Superstar musician and cultural icon Prince died on Thursday at 57, and while his influence regarding popular music, black culture and gender norms — and even how someone is named — will remain pervasive, his life on the basketball court is shrouded in historical fact and comedic legend.
Standing at 5-foot-2, Prince was an inch shorter than the NBA's tiniest player ever, 5-foot-3 Muggsy Bogues, but lacked Bogues' height-defying elite athleticism, of course. A mercurial personality whose image was inextricably tied to his own expression of gender-fluid black masculinity, Prince's skill as a basketball player was never mentioned even as he rose to fame in the late '70s and throughout the '80s. Who would guess that the short pop musician in heels could ball?
And for decades, nobody did. It wasn't until Charlie Murphy's infamous retelling of his experience playing a late-night pick-up game against Prince that the world became aware of his abilities on the court. In A "Chappelle's Show" skit that aired in February 2004, Murphy shared the "True Hollywood Story" of the time Prince and his crew whooped Murphy and his friends in a basketball game at Prince's house in 1985.
Chappelle played Prince in Murphy's hilarious dramatic retelling of the game, which was "a landslide victory" in Prince's favor, according to Murphy.
“This cat could ball man. He was crossing cats like Iverson. He was getting rebounds like Charles Barkley. Prince was incredible," Murphy said.
Chappelle called the victory for Prince by saying, "Game, blouses." Pick-up basketball hasn't been the same since.
Not many, however, took Murphy's story all that seriously. Would Prince really play basketball in a blouse and heels (apparently the footwear of choice for Prince on the court) against Murphy after coming back from the club, and then serve the losing team pancakes afterward, as Murphy claimed? No way, right?
Two months after the episode aired, Prince backed-up Murphy's story in a radio interview, responding "Oh definitely" after being asked if he had "game" or not.
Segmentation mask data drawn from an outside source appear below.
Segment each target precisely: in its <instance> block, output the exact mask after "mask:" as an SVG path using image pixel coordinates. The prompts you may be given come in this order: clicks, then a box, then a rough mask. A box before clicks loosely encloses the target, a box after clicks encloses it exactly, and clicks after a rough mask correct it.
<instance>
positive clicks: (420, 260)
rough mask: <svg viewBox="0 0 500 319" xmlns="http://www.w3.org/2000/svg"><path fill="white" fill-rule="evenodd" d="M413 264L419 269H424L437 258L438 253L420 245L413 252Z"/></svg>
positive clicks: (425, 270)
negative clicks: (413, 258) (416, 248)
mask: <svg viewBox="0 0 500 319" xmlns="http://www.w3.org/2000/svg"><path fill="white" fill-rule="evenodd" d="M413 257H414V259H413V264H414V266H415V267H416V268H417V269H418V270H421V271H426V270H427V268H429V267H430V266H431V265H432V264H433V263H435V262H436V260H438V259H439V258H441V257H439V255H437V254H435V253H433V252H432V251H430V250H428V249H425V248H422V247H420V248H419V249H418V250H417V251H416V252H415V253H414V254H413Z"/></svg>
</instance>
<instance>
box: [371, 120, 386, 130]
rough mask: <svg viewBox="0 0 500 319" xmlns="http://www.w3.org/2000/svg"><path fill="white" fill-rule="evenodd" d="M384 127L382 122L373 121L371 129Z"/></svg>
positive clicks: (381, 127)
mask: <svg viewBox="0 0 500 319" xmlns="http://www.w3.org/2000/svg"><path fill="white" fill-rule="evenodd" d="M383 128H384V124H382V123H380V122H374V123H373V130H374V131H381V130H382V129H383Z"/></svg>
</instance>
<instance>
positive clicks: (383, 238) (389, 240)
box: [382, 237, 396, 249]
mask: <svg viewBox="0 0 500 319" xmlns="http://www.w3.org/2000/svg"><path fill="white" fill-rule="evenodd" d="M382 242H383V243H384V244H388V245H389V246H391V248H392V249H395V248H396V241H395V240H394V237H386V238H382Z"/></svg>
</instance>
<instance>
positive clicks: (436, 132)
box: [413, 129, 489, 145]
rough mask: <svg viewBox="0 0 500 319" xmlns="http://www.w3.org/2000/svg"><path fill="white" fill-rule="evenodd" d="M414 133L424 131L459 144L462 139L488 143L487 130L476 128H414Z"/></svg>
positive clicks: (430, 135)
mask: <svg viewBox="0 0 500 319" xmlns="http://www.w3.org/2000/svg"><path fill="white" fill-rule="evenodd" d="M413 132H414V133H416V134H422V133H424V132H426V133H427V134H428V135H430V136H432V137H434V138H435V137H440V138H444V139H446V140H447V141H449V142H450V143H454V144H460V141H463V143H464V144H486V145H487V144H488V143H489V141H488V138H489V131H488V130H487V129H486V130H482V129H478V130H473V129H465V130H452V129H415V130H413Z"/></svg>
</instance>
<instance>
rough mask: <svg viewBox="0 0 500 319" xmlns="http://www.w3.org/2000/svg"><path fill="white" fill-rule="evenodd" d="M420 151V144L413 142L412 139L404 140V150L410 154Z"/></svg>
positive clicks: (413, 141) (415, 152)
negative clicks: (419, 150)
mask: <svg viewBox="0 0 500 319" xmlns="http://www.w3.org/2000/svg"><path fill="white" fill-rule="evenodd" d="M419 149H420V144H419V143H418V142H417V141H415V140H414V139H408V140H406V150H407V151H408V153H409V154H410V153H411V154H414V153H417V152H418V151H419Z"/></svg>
"To be honest, it ain’t that I’m that great. [Murphy's] just so bad," he laughed.
Depending on who you ask though, Prince is either as good as Murphy says, or his game is the equivalent of a wannabe And1 Mixtape Tour player. Meaning: All flash, no buckets.
Dissenting opinions on Prince's basketball abilities have emerged in the years since Murphy first revealed the icon's affinity for hoops. And let's not question it: Prince loved basketball — so much so that he threw a private three-hour party for the Minnesota Lynx after they won the WNBA title in October 2015. He's even had some run-ins with NBA stars, like former Los Angeles Laker Carlos Boozer:
Getting back to Prince's playing days, last March, Minneapolis Star Tribune reporter Libor Jany found an entry in his newspaper by colleague Jon Bream on Prince's time as a youth basketball player at Bryant Junior High in Minneapolis, Minnesota.
“Prince was an excellent player,” basketball coach Richard Robinson told the Star Tribune, going on to give the newspaper a short scouting report on a young Prince: Excellent ball handler, good shooter, but too short to crack the starting lineup.
"I knew he wanted to be starting and felt he should be starting. He was unhappy and expressed that many, many times," Robinson continued.
But while Robinson had plenty of positive things to say in the old Star Tribune item, he told TMZ in March 2015 that Prince "was quite a good basketball player, but I gave him less playing time because he always threw the ball away. The more turnovers he got, the less time he played."
From this, a clearer image of Prince the baller can be extrapolated: Turnover prone, but possessing a good enough jumper to take advantage of a set of wicked space-creating handles. Got it. But can anyone else besides Charlie Murphy confirm that Prince still has game?
In comes writer Touré, the author of the Prince biography I Would Die 4 U, who wrote in the book about a time he played basketball at Prince's Paisley Park estate in 1998.
Prince, who came out in sneakers, not heels, played like how Murphy and Robinson had already described: A lot of quickness in his movements, plenty of cleverness and creativity on the ball, but without the reckless passing of his middle school playing days.
"He moved like a player and played like one of those darting little guys you have to keep your eye on every second. Blink and he’s somewhere you wouldn’t expect. Lose control of your dribble for a heartbeat and he’s relieved you of the ball. He jitterbugged around the court like a sleek little lightning bug, so fast he’d leave a defender stranded and looking stupid if he weren’t careful... Prince played like a natural leader, setting picks and making smart passes, showing a discipline many street players never grasp. Then, he took it boldly to the hole, twisting through the air in between both opponents to make a layup."
Prince could really play! In fact, he fits the mold of a classic pick-up basketball hustler: Too diminutive to intimidate an opponent at first, but quite a force once the game got going. He wasn't a player to be underestimated.
“I dare you to challenge Prince to a game of ball one-on-one," Murphy cried in the 2004 sketch.
"Challenge him… You might get embarrassed.”